STEP 3: Destruction of the counterfeit goods

 

Following successful seizure and identification of counterfeit goods, the enforcement agency is able to destroy the confirmed counterfeit goods. In many cases similar to the Case Study, the Kaohsiung City Government had on various occasions destroyed the seized cigarettes based on The Tobacco and Alcohol Administration Act.

 

2. The Necessity to Register Trademarks at Main Transshipment Sites

 

When deciding on the global trademark registration strategy, Trademark Proprietors or Brand Owners are often inclined to evaluate the marketability of the product in the country under consideration.

 

Yet from the viewpoint of combating counterfeit products, trademark registration in countries where transshipments are necessary, is just as important as trademark registration in countries where the products will be marketed. This is especially true for countries that enable law enforcement agencies to exercise certain enforcement actions based on the registered status of the trademark.
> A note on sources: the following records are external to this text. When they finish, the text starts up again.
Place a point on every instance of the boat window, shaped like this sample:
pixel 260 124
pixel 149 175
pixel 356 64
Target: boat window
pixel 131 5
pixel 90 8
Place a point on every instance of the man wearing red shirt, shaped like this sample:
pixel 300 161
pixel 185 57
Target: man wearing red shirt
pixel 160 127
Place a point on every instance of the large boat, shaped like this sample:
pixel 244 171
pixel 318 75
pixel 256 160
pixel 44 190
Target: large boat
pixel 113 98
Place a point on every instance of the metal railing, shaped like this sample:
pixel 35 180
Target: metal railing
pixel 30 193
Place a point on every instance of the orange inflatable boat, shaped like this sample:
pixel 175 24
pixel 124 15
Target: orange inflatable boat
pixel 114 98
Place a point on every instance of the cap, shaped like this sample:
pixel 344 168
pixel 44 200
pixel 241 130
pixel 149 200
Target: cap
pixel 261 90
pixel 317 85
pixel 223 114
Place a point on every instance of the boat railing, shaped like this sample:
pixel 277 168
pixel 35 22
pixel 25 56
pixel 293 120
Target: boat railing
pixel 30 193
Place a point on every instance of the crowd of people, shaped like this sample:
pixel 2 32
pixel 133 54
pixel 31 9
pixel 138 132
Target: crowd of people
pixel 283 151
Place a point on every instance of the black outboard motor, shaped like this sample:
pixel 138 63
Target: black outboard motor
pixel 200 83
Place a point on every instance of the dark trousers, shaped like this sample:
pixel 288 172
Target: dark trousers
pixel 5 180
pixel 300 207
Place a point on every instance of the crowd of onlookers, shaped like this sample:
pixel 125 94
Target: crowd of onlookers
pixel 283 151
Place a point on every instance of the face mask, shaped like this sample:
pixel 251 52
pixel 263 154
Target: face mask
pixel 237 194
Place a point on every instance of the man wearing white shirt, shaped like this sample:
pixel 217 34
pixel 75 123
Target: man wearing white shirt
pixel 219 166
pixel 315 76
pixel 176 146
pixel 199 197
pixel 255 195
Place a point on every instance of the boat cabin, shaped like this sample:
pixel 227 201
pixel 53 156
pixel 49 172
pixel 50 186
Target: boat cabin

Therefore, Proprietors are highly recommended to register trademarks even in countries that act as transshipment points where the product may not be marketed, for the purpose of legally enabling Customs seizures at that transshipment point, such as Taiwan in this instance. These registrations will practically complement and enhance the effectiveness of a global anti-counterfeiting strategy.

 

In summary, combating counterfeiting presents as an ongoing challenge for enterprises because of the ever-evolving nature of counterfeiting techniques and the many deliberately disguised operations involved. However, both IP- and Non-IP laws come to the Proprietors' aid for the protection of their registered trademarks. As illustrated above, especially where seizure operations are required, the expertise and readiness of the legal counsel engaged by the enterprise will greatly increase the likelihood of success against these illegal counterfeiting activities.